Thankful for Alternatives to Coal and Nuclear

Guest Blog | November 24, 2011 | Energy Policy

Last week, SACE participated in a media flurry over two released reports. The first report documents how America’s traditional power plants (like coal and nuclear) consume vast amounts of freshwater – an invaluable, and increasingly stressed resource here in the Southeast. The second report gives us a path forward – away from dirty, thirsty coal plants and equally thirsty nuclear plants. The other report (“Toward a Sustainable Future for the US Power Sector: Beyond Business as Usual 2011“) was published by Synapse Energy Economics and commissioned by the Civil Society Institute to figure out how the U.S. could power our country without coal.

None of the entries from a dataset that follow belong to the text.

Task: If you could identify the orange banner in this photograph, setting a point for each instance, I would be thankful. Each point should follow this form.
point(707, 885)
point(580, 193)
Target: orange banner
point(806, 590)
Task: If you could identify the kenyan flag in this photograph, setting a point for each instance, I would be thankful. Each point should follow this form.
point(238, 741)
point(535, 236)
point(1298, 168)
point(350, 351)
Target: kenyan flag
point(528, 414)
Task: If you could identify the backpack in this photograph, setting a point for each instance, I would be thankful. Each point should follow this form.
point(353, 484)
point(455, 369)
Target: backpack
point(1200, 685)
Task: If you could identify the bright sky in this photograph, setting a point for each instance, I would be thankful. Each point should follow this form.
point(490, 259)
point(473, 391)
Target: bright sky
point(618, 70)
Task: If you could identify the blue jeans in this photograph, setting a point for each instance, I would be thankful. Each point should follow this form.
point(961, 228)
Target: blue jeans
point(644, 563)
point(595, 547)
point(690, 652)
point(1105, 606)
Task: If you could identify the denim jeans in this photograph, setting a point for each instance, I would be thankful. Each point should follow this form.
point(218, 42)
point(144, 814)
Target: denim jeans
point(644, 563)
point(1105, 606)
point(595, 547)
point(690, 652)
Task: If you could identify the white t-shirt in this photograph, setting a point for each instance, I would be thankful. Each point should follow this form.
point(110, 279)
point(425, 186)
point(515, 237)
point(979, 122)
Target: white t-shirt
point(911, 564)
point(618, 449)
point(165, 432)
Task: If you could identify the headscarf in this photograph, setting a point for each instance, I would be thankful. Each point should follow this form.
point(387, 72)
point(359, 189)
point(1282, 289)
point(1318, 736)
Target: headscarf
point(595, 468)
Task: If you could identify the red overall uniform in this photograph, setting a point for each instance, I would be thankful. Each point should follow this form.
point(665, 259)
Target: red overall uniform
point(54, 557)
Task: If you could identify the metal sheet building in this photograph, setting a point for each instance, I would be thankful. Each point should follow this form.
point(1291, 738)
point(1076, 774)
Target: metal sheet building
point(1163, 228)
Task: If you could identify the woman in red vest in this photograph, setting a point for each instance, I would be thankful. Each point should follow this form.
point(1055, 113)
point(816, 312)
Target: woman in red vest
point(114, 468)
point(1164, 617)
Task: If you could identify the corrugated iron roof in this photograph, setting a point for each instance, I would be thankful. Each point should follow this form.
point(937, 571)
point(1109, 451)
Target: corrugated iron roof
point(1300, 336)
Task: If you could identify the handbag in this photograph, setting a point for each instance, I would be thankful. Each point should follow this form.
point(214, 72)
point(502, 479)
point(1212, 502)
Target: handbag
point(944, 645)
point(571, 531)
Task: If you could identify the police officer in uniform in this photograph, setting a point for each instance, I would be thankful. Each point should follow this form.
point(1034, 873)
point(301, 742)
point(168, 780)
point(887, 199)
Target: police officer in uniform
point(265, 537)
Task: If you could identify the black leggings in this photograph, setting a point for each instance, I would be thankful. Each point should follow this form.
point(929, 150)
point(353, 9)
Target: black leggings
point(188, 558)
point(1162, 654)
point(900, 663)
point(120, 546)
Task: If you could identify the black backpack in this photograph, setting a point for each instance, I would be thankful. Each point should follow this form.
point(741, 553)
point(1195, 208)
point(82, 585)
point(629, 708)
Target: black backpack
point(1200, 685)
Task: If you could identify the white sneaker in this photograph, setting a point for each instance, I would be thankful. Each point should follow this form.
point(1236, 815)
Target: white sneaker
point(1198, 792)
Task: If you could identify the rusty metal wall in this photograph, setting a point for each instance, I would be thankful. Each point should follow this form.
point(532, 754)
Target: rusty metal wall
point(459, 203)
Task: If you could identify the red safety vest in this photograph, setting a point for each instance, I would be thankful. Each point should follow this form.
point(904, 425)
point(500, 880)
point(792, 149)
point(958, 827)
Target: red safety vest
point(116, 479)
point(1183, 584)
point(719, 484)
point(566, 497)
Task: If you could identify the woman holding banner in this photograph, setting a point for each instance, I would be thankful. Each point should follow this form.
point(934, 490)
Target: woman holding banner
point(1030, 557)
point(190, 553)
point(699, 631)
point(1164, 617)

Hardly a pie-in-the-sky, academic endeavor, Beyond Business as Usual looks at a 40 year timeframe to phase out coal and cut nuclear without heavy reliance on any one single source of electricity generation. By ramping up energy efficiency, solar, wind energy, biomass and other renewable energies, the report lays out a roadmap for eliminating coal by 2050 – all while reducing consumer costs by $18 Billion. This is possible, in part, due to renewable energy’s fuel costs being stable in perpetuity – in other words, the wind and sun are free whereas coal and natural gas prices are expected to continue to fluctuate wildly. An additional $450 billion in health-related costs would be avoided (such as asthma and premature deaths caused by coal) and are not included in the analysis’ initial $18 Billion savings figure. Water consumption would be expected to drop 90% over a business-as-usual scenario – nearly a 54 trillion gallon per year reduction.

This Thanksgiving, in addition to family and friends, I’m also thankful for energy alternatives to “business as usual.”

The Southeast could transition away from coal and reduce nuclear by using vast in-region efficiency, solar, wind and biomass resources.
The Southeast could transition away from coal and reduce nuclear by using vast in-region efficiency, solar, wind and biomass resources.